Y es la entrada para plantear que si la civilización ha evolucionado en saber y
en filosofía, lo ha hecho poco en relación con la elocuencia.
En el mundo antiguo, como hemos visto
antes, la genialidad no se consideraba
por las funciones o aptitudes de los individuos (civiles) sino por el arte de
hablar en público. Los talentos de un hombre eminente, de un poeta, de un
filósofo debían tener ese arte en cuenta;
de lo contrario, sus virtudes públicas sufrirían menosprecio.
Hume
se pregunta a qué se debe el declive
tan evidente de la elocuencia en
su época. El genio humano ha sido el
mismo en todas las épocas; pero el genio
de la modernidad se ha aplicado con mucha más ingeniosidad y éxito
a las artes y a las ciencias que en todas las épocas pasadas. Una nación
democrática debe estar provista de un gobierno popular que permita el desarrollo integral de sus
nobles talentos. A pesar de todas las ventajas que encuentra en su sociedad no deja de ser sorprendente que el desarrollo
de la elocuencia ha sido completamente
desigual respecto a los avances que se han efectuado en el resto del saber. La
elocuencia ha llegado a menos como disciplina de aprendizaje y como práctica
pública para expresar las ideas por
parte del ciudadano o del representante político.

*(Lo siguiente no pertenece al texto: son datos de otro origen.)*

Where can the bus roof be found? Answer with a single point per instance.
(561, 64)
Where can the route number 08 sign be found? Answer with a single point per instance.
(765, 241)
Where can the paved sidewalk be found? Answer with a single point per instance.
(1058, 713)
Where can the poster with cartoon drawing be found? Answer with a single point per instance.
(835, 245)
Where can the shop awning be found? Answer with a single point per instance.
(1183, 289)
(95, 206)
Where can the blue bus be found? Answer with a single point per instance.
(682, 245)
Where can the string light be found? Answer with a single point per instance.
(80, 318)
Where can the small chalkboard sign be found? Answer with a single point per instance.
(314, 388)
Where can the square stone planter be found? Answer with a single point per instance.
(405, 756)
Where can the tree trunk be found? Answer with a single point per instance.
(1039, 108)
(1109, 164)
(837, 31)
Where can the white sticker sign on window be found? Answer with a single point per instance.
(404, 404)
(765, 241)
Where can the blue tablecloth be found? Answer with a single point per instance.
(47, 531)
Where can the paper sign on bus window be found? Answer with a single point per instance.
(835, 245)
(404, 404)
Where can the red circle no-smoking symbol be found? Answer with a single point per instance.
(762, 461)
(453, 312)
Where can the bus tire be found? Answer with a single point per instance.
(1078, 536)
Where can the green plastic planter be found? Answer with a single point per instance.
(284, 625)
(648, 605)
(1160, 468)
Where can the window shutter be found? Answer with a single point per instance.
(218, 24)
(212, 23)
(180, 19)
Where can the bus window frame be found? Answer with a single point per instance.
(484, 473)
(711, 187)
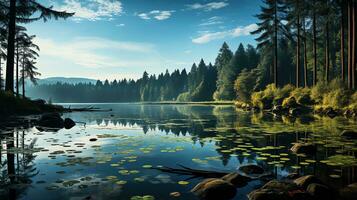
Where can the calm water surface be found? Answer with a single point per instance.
(132, 138)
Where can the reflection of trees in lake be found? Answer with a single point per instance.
(258, 130)
(17, 166)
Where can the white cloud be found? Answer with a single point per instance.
(233, 33)
(93, 52)
(208, 6)
(156, 14)
(212, 21)
(93, 9)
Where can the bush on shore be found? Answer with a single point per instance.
(323, 96)
(11, 105)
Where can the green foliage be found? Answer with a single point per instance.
(337, 99)
(11, 104)
(229, 71)
(318, 91)
(184, 97)
(281, 93)
(243, 85)
(264, 99)
(302, 96)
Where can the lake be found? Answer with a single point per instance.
(111, 155)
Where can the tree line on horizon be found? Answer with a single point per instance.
(203, 82)
(299, 42)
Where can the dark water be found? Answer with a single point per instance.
(133, 137)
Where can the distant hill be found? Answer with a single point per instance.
(54, 80)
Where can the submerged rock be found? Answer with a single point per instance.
(349, 134)
(39, 101)
(349, 192)
(251, 169)
(51, 120)
(290, 102)
(293, 176)
(305, 181)
(278, 109)
(319, 191)
(331, 112)
(69, 123)
(213, 189)
(236, 179)
(295, 111)
(303, 148)
(278, 190)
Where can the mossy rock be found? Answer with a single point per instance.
(214, 188)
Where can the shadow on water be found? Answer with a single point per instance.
(220, 137)
(17, 163)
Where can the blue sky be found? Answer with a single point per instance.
(121, 38)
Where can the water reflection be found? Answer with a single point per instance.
(212, 137)
(17, 163)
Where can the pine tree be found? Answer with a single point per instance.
(23, 11)
(269, 27)
(224, 57)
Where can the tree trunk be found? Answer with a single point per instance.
(298, 46)
(349, 47)
(276, 44)
(17, 69)
(327, 53)
(314, 78)
(342, 41)
(23, 76)
(0, 75)
(11, 48)
(305, 57)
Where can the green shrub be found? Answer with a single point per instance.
(256, 99)
(282, 93)
(289, 102)
(244, 84)
(353, 102)
(184, 97)
(318, 91)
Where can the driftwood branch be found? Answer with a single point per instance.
(194, 173)
(87, 109)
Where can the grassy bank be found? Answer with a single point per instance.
(12, 105)
(330, 99)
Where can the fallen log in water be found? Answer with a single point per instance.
(87, 109)
(198, 173)
(194, 173)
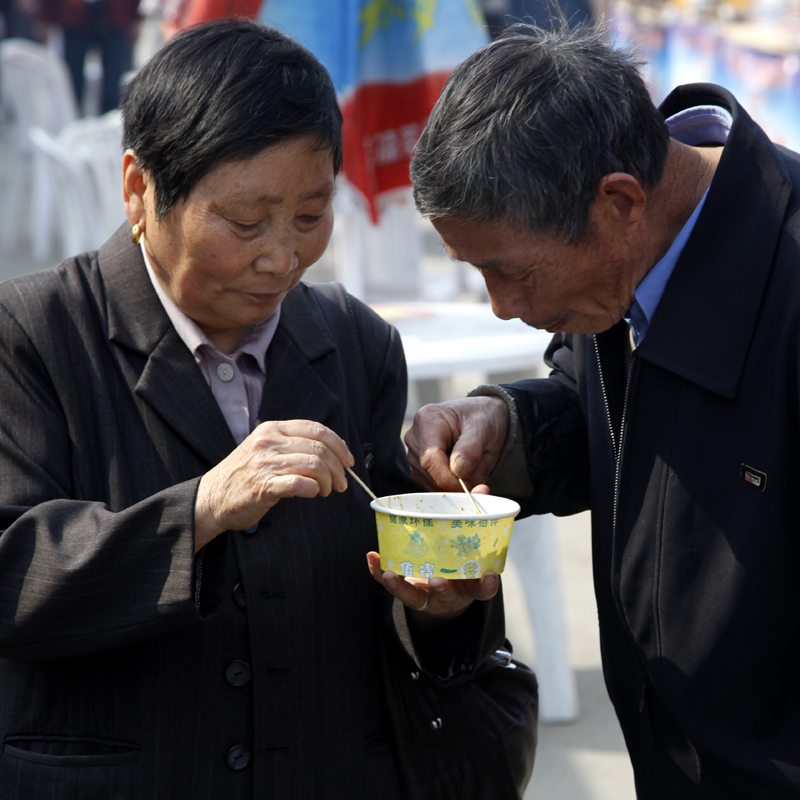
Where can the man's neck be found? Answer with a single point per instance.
(688, 173)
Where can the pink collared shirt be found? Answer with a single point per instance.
(237, 380)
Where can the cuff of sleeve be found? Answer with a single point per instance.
(510, 475)
(447, 651)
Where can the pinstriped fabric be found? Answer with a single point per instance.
(112, 683)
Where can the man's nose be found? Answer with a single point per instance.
(509, 299)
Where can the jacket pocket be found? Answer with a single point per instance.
(70, 751)
(74, 767)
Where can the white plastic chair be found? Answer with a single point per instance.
(77, 203)
(84, 164)
(96, 142)
(36, 91)
(377, 261)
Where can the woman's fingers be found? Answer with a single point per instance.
(286, 458)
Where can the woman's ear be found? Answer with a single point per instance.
(134, 185)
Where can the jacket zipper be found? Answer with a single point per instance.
(618, 473)
(617, 447)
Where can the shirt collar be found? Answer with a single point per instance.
(255, 343)
(693, 126)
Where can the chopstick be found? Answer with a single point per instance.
(363, 485)
(464, 487)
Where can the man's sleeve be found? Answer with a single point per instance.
(544, 465)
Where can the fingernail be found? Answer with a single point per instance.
(462, 466)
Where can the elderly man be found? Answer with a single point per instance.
(662, 250)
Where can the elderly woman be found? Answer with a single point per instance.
(185, 611)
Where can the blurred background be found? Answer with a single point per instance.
(62, 66)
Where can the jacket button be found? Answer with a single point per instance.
(238, 673)
(238, 756)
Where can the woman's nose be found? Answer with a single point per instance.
(279, 258)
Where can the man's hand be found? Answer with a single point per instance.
(442, 599)
(458, 439)
(295, 458)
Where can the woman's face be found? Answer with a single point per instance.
(228, 254)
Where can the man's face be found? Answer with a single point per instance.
(578, 288)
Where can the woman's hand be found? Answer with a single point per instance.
(434, 600)
(295, 458)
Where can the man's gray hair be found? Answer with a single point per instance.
(527, 126)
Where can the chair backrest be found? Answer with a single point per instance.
(72, 185)
(97, 143)
(36, 86)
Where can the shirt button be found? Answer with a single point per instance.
(238, 756)
(238, 673)
(225, 371)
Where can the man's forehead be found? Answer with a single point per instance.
(485, 244)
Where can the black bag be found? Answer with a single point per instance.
(472, 739)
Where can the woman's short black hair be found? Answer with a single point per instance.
(224, 91)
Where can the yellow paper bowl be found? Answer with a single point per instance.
(439, 535)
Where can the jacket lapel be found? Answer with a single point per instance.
(298, 363)
(158, 366)
(691, 334)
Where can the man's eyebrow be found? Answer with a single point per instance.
(489, 265)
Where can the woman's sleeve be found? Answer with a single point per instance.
(77, 577)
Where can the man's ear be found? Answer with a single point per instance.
(621, 197)
(134, 185)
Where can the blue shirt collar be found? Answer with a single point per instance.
(693, 126)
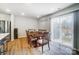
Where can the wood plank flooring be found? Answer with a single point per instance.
(18, 46)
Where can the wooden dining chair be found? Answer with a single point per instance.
(43, 40)
(31, 38)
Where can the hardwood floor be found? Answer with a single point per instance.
(18, 46)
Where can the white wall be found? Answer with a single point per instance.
(24, 23)
(44, 23)
(5, 17)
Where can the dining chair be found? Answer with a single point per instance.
(43, 40)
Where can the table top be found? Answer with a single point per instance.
(3, 35)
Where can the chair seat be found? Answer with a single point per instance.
(42, 41)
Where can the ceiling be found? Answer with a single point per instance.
(32, 9)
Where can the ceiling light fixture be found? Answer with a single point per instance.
(8, 10)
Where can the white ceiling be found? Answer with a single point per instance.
(32, 9)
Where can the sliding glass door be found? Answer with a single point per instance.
(2, 26)
(62, 29)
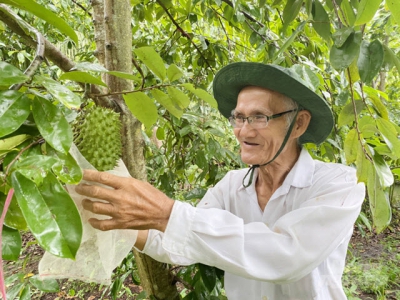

Se pregunta también si el ardor con
que se dirigían los oradores antiguos no debe ser imitado por sus
contemporáneos. Sin embargo, Hume discrimina ciertas razones para desmontar las
desigualdades del genio de la elocuencia
en los dos momentos históricos.
Comienza advirtiendo que en la
antigüedad las leyes de cada estado eran
poco numerosas en gran medida y simples,
por tanto las decisiones que debían hacerse sobre diversas causas eran dejadas a las instancias de la equidad y
al buen sentido de sus jueces. El estudio de las leyes no representaba una laboriosa ocupación y dicho esfuerzo no
era incompatible para poder dedicarse al estudio de otra profesión. Así
advierte que los grandes hombres y generales del Estado Romano eran abogados.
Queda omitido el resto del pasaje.